Thirteen years ago (almost to the day) our little family set out on our first Amtrak adventure. We thought three weeks touring the United States on a train with an infant made so much more sense than the alternative. The alternative being flying or driving (with the same infant) to a wedding in the middle of Cornfieldville, Ohio. Being young and foolish, it made perfect sense. Our baby did not yet sleep through the night, so sitting up in coach seating night after night wouldn't affect our sleep all that much. With a rolling ice chest filled with lunch sacks that prevented us from knowing in advance whether our meal was Option A, B, or C, we could avoid the pricey fare on board. We could circle the US without ever strapping the infant in his car seat. Well, yes, we did require the car seat for the brief jaunt in a rental car to actually arrive at Cornfieldville, but otherwise no five-point harness required. 

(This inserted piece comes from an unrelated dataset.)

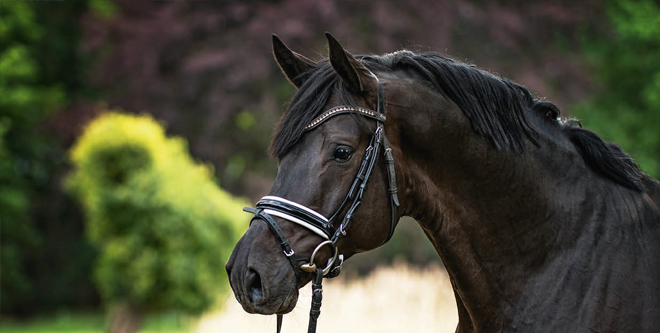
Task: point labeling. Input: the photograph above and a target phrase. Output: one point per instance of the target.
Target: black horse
(542, 226)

Watching the world go by, 2011


That long ago trip accrued so many stories. Any time someone has, in conversation, tiptoed even close to triggering a memory of that time, we've settled back in our chair with an impish smile and relayed our tale like old men spinning a good yarn. Those three weeks are so replete with anecdotes that we never could tell it all, so we just share the pertinent detail and a hint of still more, and let it drop, shaking our heads to think how utterly, totally crazy we were



Another train, another adventure, same child, 2015

 
There's another Amtrak adventure that comes up in conversation less frequently because we'd gained some wisdom by then. We also had another baby and one on the way. Which is really why it made so much sense to take Amtrak again. I promise it made sense. It was one of our cross-country moves when I was 8+ months pregnant. Flying didn't seem like such a good idea, driving sounded pretty miserable. Besides, we had no housing waiting and we'd already come near to over-prolonging our stay at every guest room known to us, having moved out of our own home three months previously. We needed to take a long time to get from Point A to Point B, and that's what Amtrak is made for. We did spring for a sleeper family room, though. Wisdom had come with age (or maybe it was just because I was already sleeping nightly with a baby sitting on my bladder and didn't want to add two more). 




An illustration of all the sleep we got in the family sleeper car, 2015


For nine years, we had no other sensible reasons to choose Amtrak. Driving or flying won out every time for reasons of efficiency and frugality. But sometimes, memory asks whether the tale you've been recounting measures up with reality. You begin to wonder whether you need to check. Did the fish grow with each telling? Were you actually as crazy as you had to have been to strike out on adventure like that? 

Ha ha! It turns out that confirming the facts has nothing to do with it, it is simply adventure calling. Nothing else. 

Recreating our 2011 Adventure Begins photo, June 19, 2024
(Yes, I know I'm shorter.)


Which is why a Wednesday in the middle of June had us hopping on a train to a spot that has little more going for it than walkable distance to a restaurant and a cookie shop and, here's the key, a train heading the opposite direction a few hours later. 

The Adventurers and the Amtrak

With our commuter train connections from the station near our home, down to Union Station and back again, we spent about eight hours on trains to reach a town that we'll drive to in under two hours later this summer. 

Back down the mountain the next day, I overhear the kids talking about the trip. They've each got multiple adults hanging on every word, sharing bits of pieces of the day, knowing there is too much to tell all at once.

And me? I step back with a smile, and wonder when our next crazy adventure begins.